The event/message definition entries in the catalog contain templatized metadata
information that identifies a particular type of event/message through a set of
fixed attributes/properties like, for example, the "type" of CloudEvents, a
wildcard "topic" of MQTT, or the "subject" of an AMQP message.
An event/message template in the catalog may then refer to an external or
internal schema registry for describing the event payload and/or the structure
of complex metadata fields.
Structurally and functionally, an event catalog is very similar to a schema
registry, and it is reasonable for a schema registry and an event catalog to be
collocated in the same service and on the same endpoint.
Discovery Service

In order for consumers to obtain events/messages from services, they will need
to understand what information is available from where.
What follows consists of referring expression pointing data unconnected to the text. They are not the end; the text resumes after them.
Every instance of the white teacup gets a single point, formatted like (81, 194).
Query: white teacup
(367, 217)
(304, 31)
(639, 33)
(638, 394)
The event catalog just
discussed is one such facility, focusing on providing information to developers
at design/development time.
A discovery service is a more scoped capability that provides an application
with programmatic runtime information about subscription services in its reach.
The metadata information about event/messages will be very similar to that
available from an event catalog, but a discovery service provides this
information more concretely for event sources that are currently active,
including endpoints, protocols and security configuration details that are not
available at design/development time.
For an event-enabled cloud service that raises events for each state change, the
information about the event types raised and the schemas used to convey the
detail information about the event will be available through the event catalog.
The concrete tenant/account endpoints on which subscriptions can be created to
obtain such events and the available choice of events, which may be a scoped
down based on runtime constraints such as authorization, will be able from the
discovery service.
The discovery service and an event catalog may be collocated in the same service
and on the same endpoint.
Subscription Services

A subscription service is an endpoint that enables an event delivery destination
to subscribe for delivery of events to itself and manage the lifetime of that
subscription.
A subscription mechanism is either inherent to the protocol of a message/event
broker or requires an extra API if the protocol does not support subscriptions.
With protocols like AMQP or MQTT, a subscription operation is a built-in gesture
of the protocol interaction. HTTP has no such concept and an explicit
subscription service API is needed to make the HTTP delivery endpoint known to
the event router.
Queues, pub/sub brokers, and event stream engines are all examples of such
subscription services. An event router that enables push delivery is an example
where the act of subscribing is initiated by the subscriber (or a party acting
on behalf of it) and deliveries are later initiated by the router.
A further capability of a subscription service may be subscription propagation
and aggregation. In complex systems, the source of the desired events may be
behind a network isolation boundary and unreachable for the subscriber. A
subscription service may then accept the subscription request from the
subscriber within its own network scope and then propagate the request to the
original source such that the event is being published and then routed via an
appropriate intermediary towards the desired destination.
Encryption Key Management

With Avro or Protobuf, you can’t properly decode a message without a schema
document, which is why there are schema registries. Very similarly, if you are
using signatures and encryption, you can’t validate and decrypt a message if you
don’t have the proper keys at hand.
A special issue with unidirectional data flows, and especially those that
distribute copies of messages to multiple parties, is that the communicating
parties cannot easily negotiate symmetric session keys for encryption as they
would for a peer-to-peer conversation as with TLS. Instead, they need to lean on
asymmetric encryption schemes with private/public keys end-to-end and roll those
keys periodically to avoid key degradation.
Producers and consumers therefore need a key management service where they can
share public or symmetric keys required to validate or en-/decrypt messages,
including key identifiers and epochs for rotating keys. As with a schema
registry, the key management service needs to be able to securely replicate both
keys and access control rules for those keys across network isolation boundaries
where needed.
Flows and Aggregation

Many sophisticated solutions require messages to be replicated across entities
and broker boundaries in order to implement routing and federation patterns.
Messages may have to flow between brokers associated with multiple, different
application tenants, or across multiple, different geographical regions.
Realizing such flows requires configurable, managed replication capabilities
that can copy messages and events across element of a topology. Replication is
different from an event router in that replication routes typically establish
relationships between a source and a target, and the replication engine actively
acquires the event stream or messages from the source.
Replication often also includes of stateful, rules-based aggregation as well as
stateful and stateless event/message-triggered serverless compute capabilities
that act on events and messages, including their payload content.
Acting on payload content is an important distinction to event routers, which
generally only act on message metadata.
An aggregation engine may have to validate and decrypt payloads and then decode
structured data from those payloads with the help of schemas, then act on the
structured data, and eventually encode as well as potentially encrypt and sign
the aggregation result as it is being forwarded, meaning that aggregation
engines build on and require all most other supporting services enumerated in
this section.